19 Dezember 2011

Restless

USA, 2011
R: Gus Van Sant 
D: Henry Hopper, Mia Wasikowska, Ryo Kase


Zwei Menschen lernen sich kennen, es folgt die Rosa-Brille-Phase, danach der Absturz, und schliesslich die Auflösung. Genrebezeichungen, vor allem bei Liebesgeschichten, sind oft reduzierend und vereinfachend. Wenn es sich bei einem Film um ein so ausgeschöpftes Genre wie Liebesdramen handelt, erweckt jeder Film dieser Gattung gewisse Erwartungen.
Was könnte Restless bieten um nicht in der Masse unterzugehen oder in Schubladen gesteckt zu werden? Schon die ersten Szenen weisen auf das grosse Thema hin: die Konfrontation mit dem Tod. Die Teenager Annabel und Enoch lernen sich kennen, indem sie sich auf Beerdigungen fremder Menschen begegnen. Dass sie nicht eingeladen sind, ist zunächst nur zwischen den beiden ein Geheimnis, was sie zu Komplizen macht. Diesem Anschlusselement folgt eine zierliche Liebesgeschichte und die Nachricht, dass Annabel wegen Krebs bald sterben wird. Neunzig Minuten lang geht es darum, wie vor allem Enoch den Tod seiner verstorbenen Eltern und den von Annabel verarbeitet. Sie dagegen wirkt so, als ob sie mit dem Urteil schon lange gerechnet hätte. PPP. Die Beziehung zwischen beiden durchlebt einen zeitlichen Druck und erzeugt Spannung durch das Bewusstsein, dass Annabel jeden Moment sterben könnte. Nach und nach zeigt Gus Van Sant, dass Beerdigungen zwar ernst, aber den realen Tod nicht ersetzen können, dass man Gefühle und Betroffenheit nicht üben kann, um im Ernstfall nicht verletzt zu werden.
Erwähnenswert ist auch die charmante Mitteilung und Andeutung von Informationen und Details über die Figuren.
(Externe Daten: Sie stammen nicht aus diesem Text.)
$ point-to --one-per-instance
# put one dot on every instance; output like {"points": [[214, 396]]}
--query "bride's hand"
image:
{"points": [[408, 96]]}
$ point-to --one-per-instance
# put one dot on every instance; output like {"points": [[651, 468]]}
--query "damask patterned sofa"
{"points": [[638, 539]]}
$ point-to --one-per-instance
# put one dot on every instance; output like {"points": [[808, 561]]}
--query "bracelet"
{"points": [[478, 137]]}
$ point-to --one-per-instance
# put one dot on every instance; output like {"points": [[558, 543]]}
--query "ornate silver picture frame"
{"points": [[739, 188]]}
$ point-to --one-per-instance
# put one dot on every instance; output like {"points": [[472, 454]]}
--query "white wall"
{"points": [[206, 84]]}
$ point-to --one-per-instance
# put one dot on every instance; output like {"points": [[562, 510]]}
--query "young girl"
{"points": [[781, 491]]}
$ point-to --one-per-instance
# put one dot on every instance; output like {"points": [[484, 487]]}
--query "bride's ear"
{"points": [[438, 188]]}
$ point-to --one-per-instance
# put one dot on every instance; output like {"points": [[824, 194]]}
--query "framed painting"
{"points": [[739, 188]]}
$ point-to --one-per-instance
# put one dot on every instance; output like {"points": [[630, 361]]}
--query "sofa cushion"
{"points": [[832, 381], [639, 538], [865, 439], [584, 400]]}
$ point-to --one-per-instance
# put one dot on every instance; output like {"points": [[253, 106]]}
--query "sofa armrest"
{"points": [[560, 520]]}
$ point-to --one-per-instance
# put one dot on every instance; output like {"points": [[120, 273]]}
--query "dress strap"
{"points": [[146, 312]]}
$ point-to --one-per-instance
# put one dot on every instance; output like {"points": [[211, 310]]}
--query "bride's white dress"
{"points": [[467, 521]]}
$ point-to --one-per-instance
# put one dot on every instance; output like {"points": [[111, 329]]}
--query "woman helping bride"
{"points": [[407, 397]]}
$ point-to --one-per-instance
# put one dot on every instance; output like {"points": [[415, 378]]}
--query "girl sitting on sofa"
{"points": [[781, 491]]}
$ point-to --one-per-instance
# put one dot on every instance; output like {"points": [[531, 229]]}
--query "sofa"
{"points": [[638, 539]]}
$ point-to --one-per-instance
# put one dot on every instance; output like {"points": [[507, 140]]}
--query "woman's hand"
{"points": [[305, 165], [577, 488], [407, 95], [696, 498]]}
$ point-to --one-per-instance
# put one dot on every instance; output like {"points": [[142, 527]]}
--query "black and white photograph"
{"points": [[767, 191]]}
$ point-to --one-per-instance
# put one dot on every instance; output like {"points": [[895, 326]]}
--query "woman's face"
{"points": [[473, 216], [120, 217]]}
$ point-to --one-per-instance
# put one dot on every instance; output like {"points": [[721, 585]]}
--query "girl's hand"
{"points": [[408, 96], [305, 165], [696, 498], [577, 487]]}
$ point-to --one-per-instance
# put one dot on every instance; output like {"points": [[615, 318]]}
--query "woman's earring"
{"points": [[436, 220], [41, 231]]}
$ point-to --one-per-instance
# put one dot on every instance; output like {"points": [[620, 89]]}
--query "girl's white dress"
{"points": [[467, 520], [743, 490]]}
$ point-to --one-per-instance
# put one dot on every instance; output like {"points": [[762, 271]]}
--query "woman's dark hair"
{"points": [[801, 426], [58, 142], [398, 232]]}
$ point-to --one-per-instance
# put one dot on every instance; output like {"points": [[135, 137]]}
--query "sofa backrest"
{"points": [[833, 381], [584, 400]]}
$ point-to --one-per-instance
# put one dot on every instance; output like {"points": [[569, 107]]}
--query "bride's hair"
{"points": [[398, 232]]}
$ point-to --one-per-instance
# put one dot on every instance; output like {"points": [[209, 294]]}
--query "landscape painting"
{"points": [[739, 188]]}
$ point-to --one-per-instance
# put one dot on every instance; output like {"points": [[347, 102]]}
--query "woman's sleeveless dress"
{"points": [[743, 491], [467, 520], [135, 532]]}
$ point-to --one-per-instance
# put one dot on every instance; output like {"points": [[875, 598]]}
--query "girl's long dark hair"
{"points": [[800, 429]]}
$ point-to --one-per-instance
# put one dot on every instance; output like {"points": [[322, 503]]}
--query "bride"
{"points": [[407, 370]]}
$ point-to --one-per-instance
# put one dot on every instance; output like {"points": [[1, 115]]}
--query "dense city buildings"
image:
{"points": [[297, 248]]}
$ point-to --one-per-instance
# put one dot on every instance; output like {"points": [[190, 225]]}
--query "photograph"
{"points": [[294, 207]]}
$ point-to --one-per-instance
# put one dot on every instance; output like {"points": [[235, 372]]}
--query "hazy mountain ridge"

Zum Beispiel erwähnt Enoch nebensächlich, nachdem das Grab seiner am gleichen Tag gestorbener Eltern zu sehen ist, dass „Autos sehr gefährlich sind“. Alles was über die Protagonisten nicht gesagt wird erweckt Neugier. Warum zum Beispiel hat Enoch einen imaginären Freund? Hiroshi ist ein japanischer Geist, ein Kamikaze. Eine kuriose Figur, die Enoch mit Fragen und Tatsachen konfrontiert, denen er noch nicht in die Augen sehen will oder traut. Er agiert als Aufklärer von Enochs Gedanken. Das ist hilfreich, denn Enoch ist ein stiller Mensch. Hiroshi ist das fragenstellende Publikum, sein Elternersatz und Enochs Alter Ego.
In Restless wird nicht explizit über Krebs gesprochen. Das zweite grosse Thema,das behandelt wird, ist paradoxerweise kaum der Erwähnung wert. Gewinnt es dadurch an Bedeutung, oder will der Regisseur damit das Thema zur Seite stellen und den Wert, die Betroffenheit, die Wichtigkeit, die wuchtende Bedeutung von Leben und Tod zu nutzen? Der idealisierende Gedanke, dass Annabels Urteil ein Missverständnis ist und alles gut endet, bekommt keine Chance. Krebs führt nicht zu dem Hoffen auf ein Happy End, sondern bedeutet durchfallen oder bestehen und die Gegenüberstellung der daraus folgenden Tatsachen.
Restless hält sich an eine Linie von eindrucksvollen Naheinstellungen, scharf- unscharf-Spiel und sorgfältige Bildkompositionen, die eine ästhetisch reizvolle Fotografie ergeben. Es handelt sich um eine leichte Art von Film, durch die es leider nicht möglich ist, ernst gemeinte Streite zwischen Annabel und Enoch als solche wahrzunehmen. Ergreifende Themen greifen leider nicht unter die Haut.